In most cases, you'll see 2D CNNs because those are commonly associated with image data. Here are some of the applications that you might see CNNs used for.

Recognize images with little preprocessing
Recognize different hand-writing
Computer vision applications
Used in banking to read digits on checks
Used in postal services to read zip codes on an envelope

An Example of a CNN in Python

As an example of using a CNN on a real problem, we’re going to identify some handwritten numbers using the MNIST data set.

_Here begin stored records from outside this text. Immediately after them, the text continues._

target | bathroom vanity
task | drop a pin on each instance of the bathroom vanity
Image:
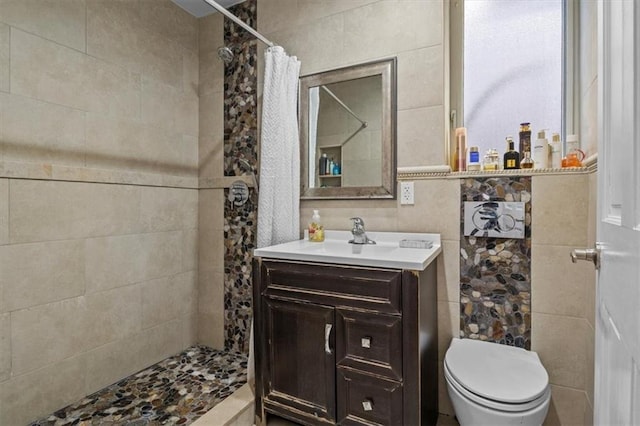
(347, 334)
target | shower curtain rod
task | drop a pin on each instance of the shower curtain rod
(266, 41)
(238, 21)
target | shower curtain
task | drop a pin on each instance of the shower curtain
(279, 196)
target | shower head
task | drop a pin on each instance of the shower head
(225, 53)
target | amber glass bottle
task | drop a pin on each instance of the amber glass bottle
(527, 161)
(511, 157)
(525, 140)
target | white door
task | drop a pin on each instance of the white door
(617, 375)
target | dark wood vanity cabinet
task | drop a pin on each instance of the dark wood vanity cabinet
(346, 345)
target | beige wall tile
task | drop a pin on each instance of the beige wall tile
(113, 32)
(448, 325)
(113, 315)
(111, 89)
(211, 32)
(211, 111)
(567, 407)
(111, 362)
(47, 334)
(162, 341)
(387, 27)
(168, 209)
(421, 137)
(191, 74)
(436, 209)
(421, 78)
(169, 20)
(560, 210)
(211, 308)
(62, 83)
(211, 76)
(5, 54)
(42, 211)
(168, 298)
(37, 131)
(5, 346)
(319, 45)
(28, 397)
(121, 260)
(211, 156)
(63, 22)
(449, 271)
(560, 342)
(210, 330)
(4, 211)
(190, 250)
(33, 274)
(189, 331)
(557, 285)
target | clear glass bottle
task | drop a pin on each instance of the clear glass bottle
(316, 230)
(491, 160)
(527, 161)
(473, 162)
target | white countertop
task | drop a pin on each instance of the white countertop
(386, 253)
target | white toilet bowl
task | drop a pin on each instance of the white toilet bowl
(493, 384)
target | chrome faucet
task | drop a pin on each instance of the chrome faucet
(359, 236)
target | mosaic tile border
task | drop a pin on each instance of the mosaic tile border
(174, 391)
(240, 143)
(495, 273)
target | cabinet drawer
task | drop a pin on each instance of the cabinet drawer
(367, 400)
(361, 288)
(370, 342)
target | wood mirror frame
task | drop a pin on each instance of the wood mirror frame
(387, 190)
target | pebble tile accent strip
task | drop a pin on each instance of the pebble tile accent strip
(175, 391)
(495, 273)
(240, 143)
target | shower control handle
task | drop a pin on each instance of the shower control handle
(592, 255)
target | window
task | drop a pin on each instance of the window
(508, 65)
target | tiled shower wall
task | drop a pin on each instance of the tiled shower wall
(495, 273)
(240, 142)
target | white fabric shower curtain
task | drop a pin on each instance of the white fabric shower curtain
(279, 195)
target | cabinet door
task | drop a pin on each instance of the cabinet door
(300, 359)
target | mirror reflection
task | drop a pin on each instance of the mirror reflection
(348, 132)
(347, 143)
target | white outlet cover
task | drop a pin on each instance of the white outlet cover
(406, 193)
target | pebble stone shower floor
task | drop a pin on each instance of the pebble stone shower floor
(175, 391)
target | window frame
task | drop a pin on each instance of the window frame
(570, 71)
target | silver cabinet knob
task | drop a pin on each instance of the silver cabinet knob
(592, 255)
(365, 342)
(367, 405)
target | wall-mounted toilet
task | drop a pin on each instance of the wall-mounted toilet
(493, 384)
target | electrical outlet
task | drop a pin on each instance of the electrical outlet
(406, 193)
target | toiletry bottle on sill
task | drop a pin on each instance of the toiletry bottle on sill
(473, 162)
(511, 157)
(316, 230)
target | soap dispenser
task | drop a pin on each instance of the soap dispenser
(316, 230)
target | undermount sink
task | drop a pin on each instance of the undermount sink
(386, 253)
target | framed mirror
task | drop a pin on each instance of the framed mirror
(348, 132)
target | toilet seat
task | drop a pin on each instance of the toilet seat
(477, 370)
(495, 405)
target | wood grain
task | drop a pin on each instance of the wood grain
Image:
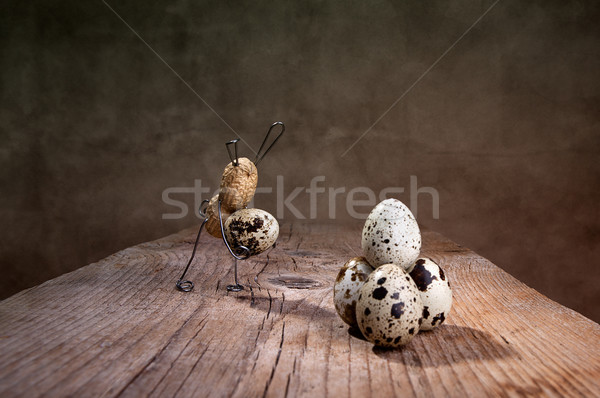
(120, 328)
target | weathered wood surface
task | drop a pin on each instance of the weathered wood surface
(119, 327)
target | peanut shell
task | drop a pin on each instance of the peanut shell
(238, 184)
(213, 226)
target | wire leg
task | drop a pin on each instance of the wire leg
(237, 287)
(183, 285)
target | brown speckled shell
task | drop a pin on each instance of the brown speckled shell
(347, 285)
(238, 185)
(213, 226)
(255, 229)
(435, 290)
(391, 235)
(389, 307)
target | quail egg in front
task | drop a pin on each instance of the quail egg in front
(347, 284)
(435, 292)
(389, 307)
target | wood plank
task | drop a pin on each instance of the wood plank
(120, 328)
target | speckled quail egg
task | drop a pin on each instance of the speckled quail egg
(435, 291)
(347, 284)
(391, 235)
(253, 228)
(389, 307)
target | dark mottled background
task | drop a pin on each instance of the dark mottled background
(506, 126)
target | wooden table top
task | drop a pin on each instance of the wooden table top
(119, 327)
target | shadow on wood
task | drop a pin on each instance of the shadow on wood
(448, 344)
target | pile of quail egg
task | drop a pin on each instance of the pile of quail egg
(391, 294)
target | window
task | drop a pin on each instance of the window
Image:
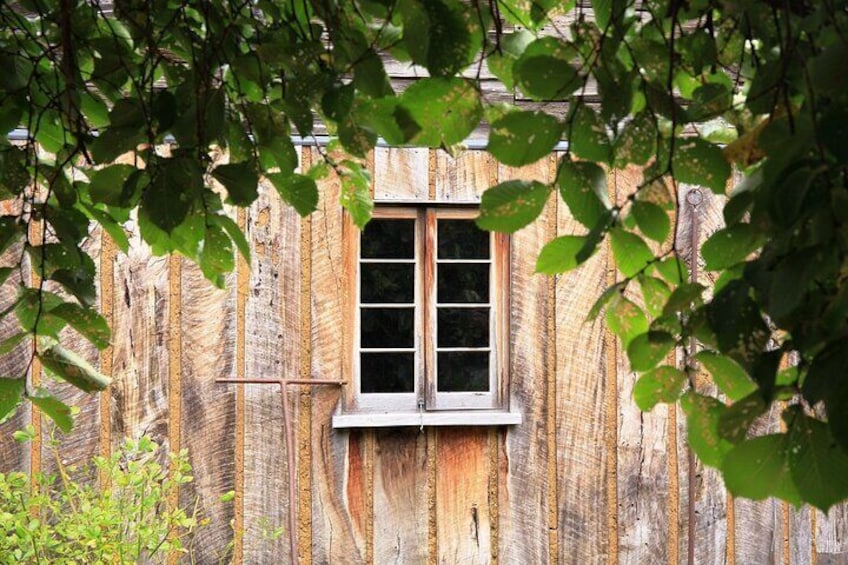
(430, 322)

The first thing we do is define the CNN model. Next we separate our training and test data. Lastly, we use the training data to train the model and test that model using the test data.

from keras import layers
from keras import models
from keras.datasets import mnist
from keras.utils import to_categorical

# Define the CNN model
model = models.Sequential()

model.add(layers.Conv2D(32, (5,5), activation='relu', input_shape=(28, 28,1)))
model.add(layers.MaxPooling2D((2, 2)))

model.add(layers.Conv2D(64, (5, 5), activation='relu'))
model.add(layers.MaxPooling2D((2, 2)))

model.add(layers.Flatten())
model.add(layers.Dense(10, activation='softmax'))

model.summary()

# Split the data into training and test sets
(train_images, train_labels), (test_images, test_labels) = mnist.load_data()

train_images = train_images.reshape((60000, 28, 28, 1))
train_images = train_images.astype('float32') / 255

test_images = test_images.reshape((10000, 28, 28, 1))
test_images = test_images.astype('float32') / 255

train_labels = to_categorical(train_labels)
test_labels = to_categorical(test_labels)

# Use the training data to train the model
model.compile(loss='categorical_crossentropy',
              optimizer='sgd',
              metrics=['accuracy'])

model.fit(train_images, train_labels,
          batch_size=100,
          epochs=5,
          verbose=1)

# Test the model's accuracy with the test data
test_loss, test_acc = model.evaluate(test_images, test_labels)

print('Test accuracy:', test_acc)

Conclusion

Convolutional neural networks are multi-layer neural networks that are really good at getting the features out of data. They work well with images and they don't need a lot of pre-processing.

Using convolutions and pooling to reduce an image to its basic features, you can identify images correctly.

It's easier to train CNN models with fewer initial parameters than with other kinds of neural networks. You won't need a huge number of hidden layers because the convolutions will be able to handle a lot of the hidden layer discovery for you.

One of the cool things about CNNs is the number of complex problems they can be applied to. From self-driving cars to detecting diabetes, CNNs can process this kind of data and provide accurate predictions.